On February 10, 2016, Sears announced the forthcoming closure of 50 of their ‘underperforming’ stores. The closures would happen ‘quickly’, the company said in a printed statement, hoping for asset sales of $300 million as it continues its years-long restructuring and search for a place in the retail market.
Sears’ revenues are down almost a billion dollars from this time last year, and their stock price has been halved over the same period. What was once the world’s largest retailer in the 1970s become a shadow of its former self, in danger of disappearing altogether if leadership doesn’t find a way to restore some of its market appeal. Understanding how the 123-year old retailer got to this stage requires a multi-pronged review, but it boils down to a failure to react to changes in its existing market, including consumer behavior, competition, and the emergence of technology. Strategy 101, many of you are thinking, correctly, yet the losses continue.
The Home Depot, Lowes and big box retailers have changed the way appliances and hardware are sold. Many former Sears customers now look to Target (in the US) and Wal-Mart for apparel and household goods. Their travel agency business has largely migrated to DIY, either on-line or with toll-free call centers. Canadian Tire, Wal-Mart and Pep Boys have hammered their auto service, while furniture sales have also gone big box. The business now resembles a picked-over carcass in many areas.
But, the lights are still on, which means there remain customers who continue to shop at Sears. What is more, you know who those customers are. When asked, ‘Who shops at Sears?’, people respond, ‘my parents’, ‘the in-laws’, or even ‘old people’. Certainly not Millennials or many Gen-X. Can we make a retail business with a demographic that is, well, aging?

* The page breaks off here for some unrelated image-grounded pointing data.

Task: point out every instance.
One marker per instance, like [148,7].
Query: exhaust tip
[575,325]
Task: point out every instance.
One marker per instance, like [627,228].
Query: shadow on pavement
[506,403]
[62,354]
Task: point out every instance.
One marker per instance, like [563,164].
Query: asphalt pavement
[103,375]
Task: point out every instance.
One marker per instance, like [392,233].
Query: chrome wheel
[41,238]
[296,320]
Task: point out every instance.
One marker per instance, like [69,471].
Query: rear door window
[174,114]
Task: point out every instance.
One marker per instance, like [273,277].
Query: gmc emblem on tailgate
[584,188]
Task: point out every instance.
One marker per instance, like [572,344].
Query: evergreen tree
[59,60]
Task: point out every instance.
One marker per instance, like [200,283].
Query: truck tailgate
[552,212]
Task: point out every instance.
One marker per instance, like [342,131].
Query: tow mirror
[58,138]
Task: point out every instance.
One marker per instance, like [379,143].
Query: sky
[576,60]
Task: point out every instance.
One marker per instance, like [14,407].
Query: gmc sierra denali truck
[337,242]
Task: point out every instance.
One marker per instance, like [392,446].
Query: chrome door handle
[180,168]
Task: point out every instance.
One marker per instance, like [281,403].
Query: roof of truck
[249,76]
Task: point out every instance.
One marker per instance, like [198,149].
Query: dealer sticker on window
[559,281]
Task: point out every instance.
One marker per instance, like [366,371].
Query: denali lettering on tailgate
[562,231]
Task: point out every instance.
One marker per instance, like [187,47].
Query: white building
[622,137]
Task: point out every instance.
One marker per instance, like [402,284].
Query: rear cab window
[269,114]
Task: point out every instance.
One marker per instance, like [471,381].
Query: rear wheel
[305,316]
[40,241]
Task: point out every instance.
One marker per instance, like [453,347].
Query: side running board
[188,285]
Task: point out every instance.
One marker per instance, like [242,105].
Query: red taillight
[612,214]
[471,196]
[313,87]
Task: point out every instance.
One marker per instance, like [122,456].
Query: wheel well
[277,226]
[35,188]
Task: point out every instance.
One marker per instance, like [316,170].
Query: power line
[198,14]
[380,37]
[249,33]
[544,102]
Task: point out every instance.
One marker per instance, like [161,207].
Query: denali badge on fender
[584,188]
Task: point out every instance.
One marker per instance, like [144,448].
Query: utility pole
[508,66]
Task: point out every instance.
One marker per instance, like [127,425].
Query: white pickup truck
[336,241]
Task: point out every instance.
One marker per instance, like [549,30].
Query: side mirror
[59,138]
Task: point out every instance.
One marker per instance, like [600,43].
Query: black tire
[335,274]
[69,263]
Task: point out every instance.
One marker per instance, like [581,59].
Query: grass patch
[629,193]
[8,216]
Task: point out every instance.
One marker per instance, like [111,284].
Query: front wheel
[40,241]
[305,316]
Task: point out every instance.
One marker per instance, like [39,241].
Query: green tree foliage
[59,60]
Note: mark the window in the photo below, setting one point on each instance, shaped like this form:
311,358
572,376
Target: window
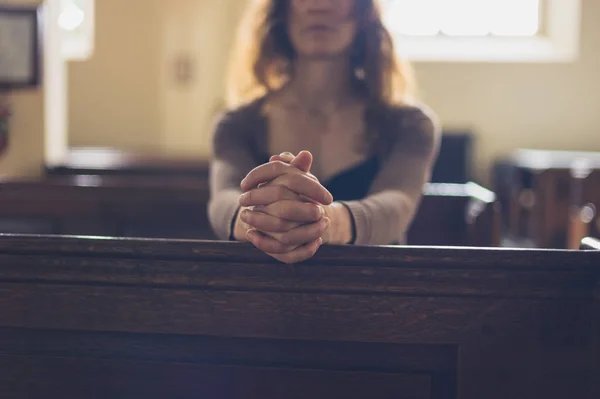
76,24
485,30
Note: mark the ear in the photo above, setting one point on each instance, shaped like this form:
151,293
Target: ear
303,161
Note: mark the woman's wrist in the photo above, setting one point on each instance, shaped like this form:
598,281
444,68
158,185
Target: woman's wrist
340,231
240,227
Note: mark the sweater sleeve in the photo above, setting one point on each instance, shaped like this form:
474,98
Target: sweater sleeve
232,159
384,216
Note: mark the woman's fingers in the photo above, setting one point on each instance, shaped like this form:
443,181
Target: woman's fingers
303,161
265,173
294,211
302,234
286,157
267,223
266,195
267,244
299,254
285,254
299,183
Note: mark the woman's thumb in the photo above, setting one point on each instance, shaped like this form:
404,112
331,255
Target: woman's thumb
303,161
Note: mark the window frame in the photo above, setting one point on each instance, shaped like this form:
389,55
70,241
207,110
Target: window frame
557,42
79,44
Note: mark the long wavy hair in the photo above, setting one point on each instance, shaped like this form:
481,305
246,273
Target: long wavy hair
263,55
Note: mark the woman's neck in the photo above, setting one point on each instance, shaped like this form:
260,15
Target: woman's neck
322,84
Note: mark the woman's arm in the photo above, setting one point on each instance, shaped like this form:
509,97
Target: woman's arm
385,215
232,160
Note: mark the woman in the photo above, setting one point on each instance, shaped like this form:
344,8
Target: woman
320,76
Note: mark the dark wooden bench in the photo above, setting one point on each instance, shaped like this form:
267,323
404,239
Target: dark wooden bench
131,318
537,190
590,243
176,207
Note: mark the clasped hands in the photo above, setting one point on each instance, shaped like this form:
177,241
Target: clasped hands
283,208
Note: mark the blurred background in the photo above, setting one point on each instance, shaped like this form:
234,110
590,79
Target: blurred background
145,79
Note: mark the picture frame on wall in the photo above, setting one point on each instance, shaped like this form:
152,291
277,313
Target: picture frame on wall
20,47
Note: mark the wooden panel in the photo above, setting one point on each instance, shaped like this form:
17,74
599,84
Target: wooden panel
190,365
143,317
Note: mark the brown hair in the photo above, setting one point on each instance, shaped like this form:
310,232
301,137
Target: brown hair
262,56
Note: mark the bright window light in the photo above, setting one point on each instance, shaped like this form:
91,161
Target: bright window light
485,30
463,17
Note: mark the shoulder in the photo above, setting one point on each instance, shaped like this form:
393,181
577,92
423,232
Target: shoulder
237,124
245,115
415,125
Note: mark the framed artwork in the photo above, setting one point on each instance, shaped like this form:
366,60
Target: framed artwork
20,47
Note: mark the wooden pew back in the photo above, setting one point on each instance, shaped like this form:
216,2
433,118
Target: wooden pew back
100,318
176,207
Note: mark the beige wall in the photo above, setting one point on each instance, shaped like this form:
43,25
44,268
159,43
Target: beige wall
126,96
114,98
26,148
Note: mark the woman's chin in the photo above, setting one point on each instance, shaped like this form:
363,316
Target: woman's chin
321,53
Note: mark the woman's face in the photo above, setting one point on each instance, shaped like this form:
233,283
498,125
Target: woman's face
321,28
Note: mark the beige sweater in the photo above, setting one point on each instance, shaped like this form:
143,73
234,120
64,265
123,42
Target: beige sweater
406,146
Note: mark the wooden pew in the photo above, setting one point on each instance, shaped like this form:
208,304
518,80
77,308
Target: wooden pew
151,206
176,207
126,318
540,194
114,162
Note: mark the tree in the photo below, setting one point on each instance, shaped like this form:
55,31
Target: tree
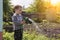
6,10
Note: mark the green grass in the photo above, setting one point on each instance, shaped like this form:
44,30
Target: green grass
27,36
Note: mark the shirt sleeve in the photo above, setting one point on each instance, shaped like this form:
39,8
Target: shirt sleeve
15,20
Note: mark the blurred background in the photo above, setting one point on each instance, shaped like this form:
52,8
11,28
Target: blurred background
45,13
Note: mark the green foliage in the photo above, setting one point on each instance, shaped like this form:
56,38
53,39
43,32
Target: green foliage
8,36
27,36
7,10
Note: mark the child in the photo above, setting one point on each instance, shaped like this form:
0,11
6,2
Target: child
17,19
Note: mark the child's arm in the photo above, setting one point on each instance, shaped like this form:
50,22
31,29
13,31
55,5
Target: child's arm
15,20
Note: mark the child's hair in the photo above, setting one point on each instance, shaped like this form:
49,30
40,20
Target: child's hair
16,7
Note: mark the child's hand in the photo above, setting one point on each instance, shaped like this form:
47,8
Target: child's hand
22,22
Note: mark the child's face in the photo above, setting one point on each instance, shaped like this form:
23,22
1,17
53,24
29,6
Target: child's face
18,11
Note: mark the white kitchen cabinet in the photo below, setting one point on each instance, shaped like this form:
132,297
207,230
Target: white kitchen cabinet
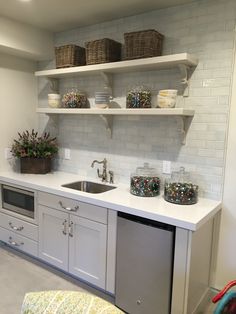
73,243
53,237
19,234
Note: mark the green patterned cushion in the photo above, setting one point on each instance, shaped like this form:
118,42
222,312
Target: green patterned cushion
66,302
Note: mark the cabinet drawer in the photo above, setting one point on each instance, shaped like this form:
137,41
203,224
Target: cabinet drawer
19,226
17,241
81,209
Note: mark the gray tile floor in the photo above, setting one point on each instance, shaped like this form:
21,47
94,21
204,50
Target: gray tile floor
19,275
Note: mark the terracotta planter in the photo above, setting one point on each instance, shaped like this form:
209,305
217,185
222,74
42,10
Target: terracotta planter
35,165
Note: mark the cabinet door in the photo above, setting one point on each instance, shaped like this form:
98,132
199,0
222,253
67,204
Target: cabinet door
53,237
87,250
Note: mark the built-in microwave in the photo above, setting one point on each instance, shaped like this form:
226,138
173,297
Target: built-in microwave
17,200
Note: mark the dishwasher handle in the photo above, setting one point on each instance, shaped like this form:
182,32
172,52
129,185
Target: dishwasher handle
146,221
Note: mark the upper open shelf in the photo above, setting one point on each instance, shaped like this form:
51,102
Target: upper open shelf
154,63
120,111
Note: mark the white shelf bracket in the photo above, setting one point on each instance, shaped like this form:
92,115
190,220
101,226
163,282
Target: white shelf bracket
184,71
108,120
107,78
185,123
54,85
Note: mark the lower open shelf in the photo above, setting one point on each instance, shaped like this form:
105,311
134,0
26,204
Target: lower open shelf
186,115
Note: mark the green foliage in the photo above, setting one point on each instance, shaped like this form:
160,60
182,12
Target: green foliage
29,144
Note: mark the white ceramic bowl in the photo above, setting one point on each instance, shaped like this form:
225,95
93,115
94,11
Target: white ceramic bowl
168,92
54,100
165,102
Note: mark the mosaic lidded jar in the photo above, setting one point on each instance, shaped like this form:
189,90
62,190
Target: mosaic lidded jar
145,182
179,189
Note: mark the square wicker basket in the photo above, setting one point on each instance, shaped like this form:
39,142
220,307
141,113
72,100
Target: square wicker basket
102,51
69,56
143,44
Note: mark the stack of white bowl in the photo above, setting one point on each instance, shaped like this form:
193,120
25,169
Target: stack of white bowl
166,98
102,99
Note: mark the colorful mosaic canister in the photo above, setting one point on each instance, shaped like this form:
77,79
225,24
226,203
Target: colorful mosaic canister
145,182
179,190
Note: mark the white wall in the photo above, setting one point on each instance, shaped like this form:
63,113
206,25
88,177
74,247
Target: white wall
18,100
204,28
226,266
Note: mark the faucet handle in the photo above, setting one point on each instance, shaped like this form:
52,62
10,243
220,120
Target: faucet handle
111,173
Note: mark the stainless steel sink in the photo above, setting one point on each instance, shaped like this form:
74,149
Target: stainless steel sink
89,187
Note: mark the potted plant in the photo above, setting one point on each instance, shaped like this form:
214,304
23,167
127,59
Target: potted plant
35,152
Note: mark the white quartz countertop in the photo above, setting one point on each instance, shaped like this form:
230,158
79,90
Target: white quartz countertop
189,217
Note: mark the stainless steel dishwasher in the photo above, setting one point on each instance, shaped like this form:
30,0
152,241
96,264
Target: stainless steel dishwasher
144,265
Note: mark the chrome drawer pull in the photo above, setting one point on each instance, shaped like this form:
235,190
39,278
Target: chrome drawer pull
16,228
64,224
14,243
69,208
71,229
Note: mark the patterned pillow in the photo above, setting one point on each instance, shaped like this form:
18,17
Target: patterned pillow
66,302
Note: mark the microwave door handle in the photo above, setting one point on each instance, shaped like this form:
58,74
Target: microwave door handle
14,243
16,228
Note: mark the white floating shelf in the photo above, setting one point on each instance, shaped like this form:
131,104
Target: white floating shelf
107,115
128,112
154,63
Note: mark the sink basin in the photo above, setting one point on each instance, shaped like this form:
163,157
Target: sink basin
89,187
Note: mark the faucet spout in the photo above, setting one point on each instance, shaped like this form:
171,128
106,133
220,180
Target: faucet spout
103,175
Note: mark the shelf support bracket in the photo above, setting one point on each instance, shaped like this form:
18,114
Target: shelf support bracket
185,124
54,85
108,120
107,78
185,71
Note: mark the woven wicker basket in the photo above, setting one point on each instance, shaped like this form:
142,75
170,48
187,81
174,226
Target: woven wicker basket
102,51
69,56
143,44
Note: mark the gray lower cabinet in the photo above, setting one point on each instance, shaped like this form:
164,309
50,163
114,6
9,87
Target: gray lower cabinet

I think so. These are the Boomers; there are a lot of them, and to a large extent, they have money.
Sears, however, continues to pursue an all-things-to-all-people strategy, which means no one customer group is served well. Some recent articles talk about their target segment as being represented by ‘Amy’, a middle-class woman with children who drives a minivan. While that is more specific than they have been in years, Sears will have to pull Amy away from Wal-Mart, Home Depot, Kroger and Target; once she is done in those stores, perhaps we will see her at Sears.

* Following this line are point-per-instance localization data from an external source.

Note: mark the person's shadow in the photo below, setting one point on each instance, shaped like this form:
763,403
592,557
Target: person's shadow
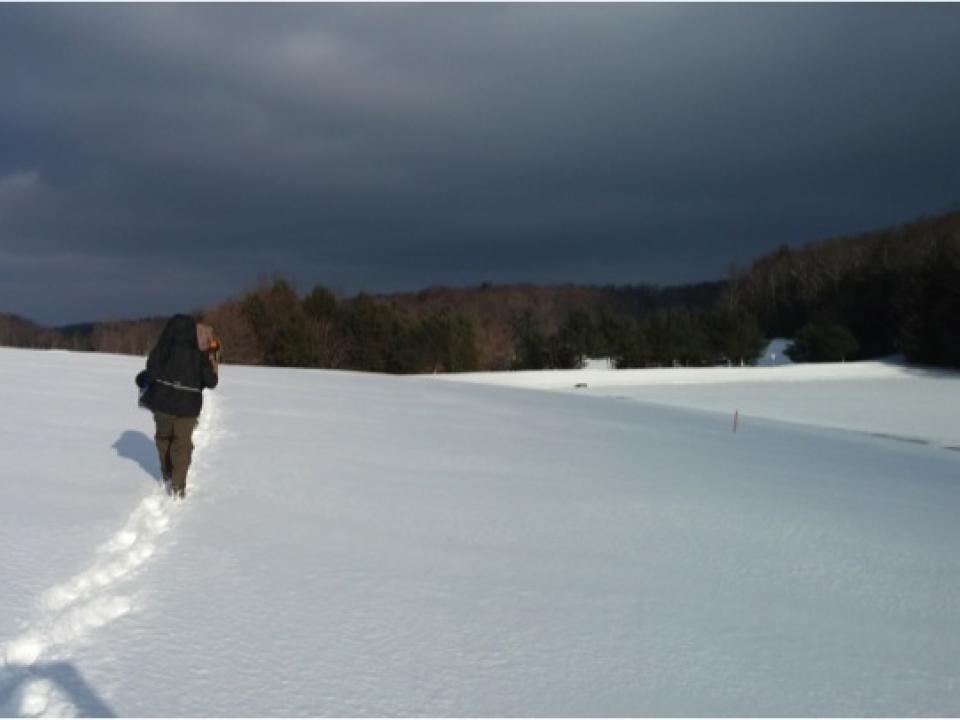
140,448
28,691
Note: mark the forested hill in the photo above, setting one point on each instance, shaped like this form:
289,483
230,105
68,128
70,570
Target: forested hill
870,295
893,291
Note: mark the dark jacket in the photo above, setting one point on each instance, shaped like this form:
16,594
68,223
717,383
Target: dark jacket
177,372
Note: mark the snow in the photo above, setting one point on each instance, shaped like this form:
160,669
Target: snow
775,353
357,545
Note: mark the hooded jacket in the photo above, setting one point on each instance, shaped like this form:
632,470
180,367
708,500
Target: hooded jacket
177,372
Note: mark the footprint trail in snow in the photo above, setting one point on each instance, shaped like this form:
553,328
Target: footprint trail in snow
69,611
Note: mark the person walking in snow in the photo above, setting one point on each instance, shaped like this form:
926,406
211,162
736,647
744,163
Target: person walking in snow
177,373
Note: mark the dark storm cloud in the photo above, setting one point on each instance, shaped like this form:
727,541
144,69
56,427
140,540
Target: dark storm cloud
160,156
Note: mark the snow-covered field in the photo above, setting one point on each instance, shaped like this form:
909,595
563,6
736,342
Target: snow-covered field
367,545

Could Sears build an operating strategy that supports the customers that come there already? Let’s start with what we know about the Boomer customers. With age comes potential mobility issues, corrective lenses, and less inclination to fix or repair things ourselves. They are less tech savvy, and even intimidated by some technologies such as on-line shopping and bill payment. This group is also very loyal when treated fairly. There are obviously exceptions, but most people born before 1965 will exhibit at least some age related afflictions or behaviors.
For me, the foundation of an effective operating strategy is knowing your customer. The more we know our customer, the better we can tailor our operations to serve these people well. With that foundation in mind, here are perhaps a few ways to accommodate the needs of a boomer retail customer:
Customer Behaviour or Challenge
– Reduced mobility
Operating Tactics
Wider store aisles
Loaner ‘Scooters’ in store
Sitting or rest areas in-store
Pick-up service for non-drivers
Enhanced carry-out, delivery, assembly
Parking lots with larger spaces
– Vision or hearing challenge
Larger fonts on price tags, receipts, labels
Viewing screens at all POS locations
– Technology ‘Readiness’
Continue with paper bills
Offer coaching for on-line sales
Facilitate returns for on-line purchases
– Operating Format
Open earlier; close earlier (7am to 7pm?)
Shop in City A; Deliver to City B (Gifts)
By no means are these inexpensive proposals, so within the older demographic, Sears would have to concede cost-sensitive customers to retailers like Wal-Mart. The product mix could also be reduced. Many seniors no longer do their own home repairs – my father, for example, go rid of his power tools years ago. Those that need a drill will see a larger selection at Home Depot regardless. Electronics and appliances could stay, but Costco and Best Buy are strong in these markets. Store size and related investment could shrink with a simplified product mix. Perhaps introduce a line of mobility aids.
There certainly isn’t a magic bullet for Sears, and even the ideas above would require examination with focus groups and a pilot test. It may be too late, and Sears shortly follows the lengthening list of organizations who lost sight of their customer while markets changed around them. Until they pick a customer, however, and serve, the downward slope is getting steeper.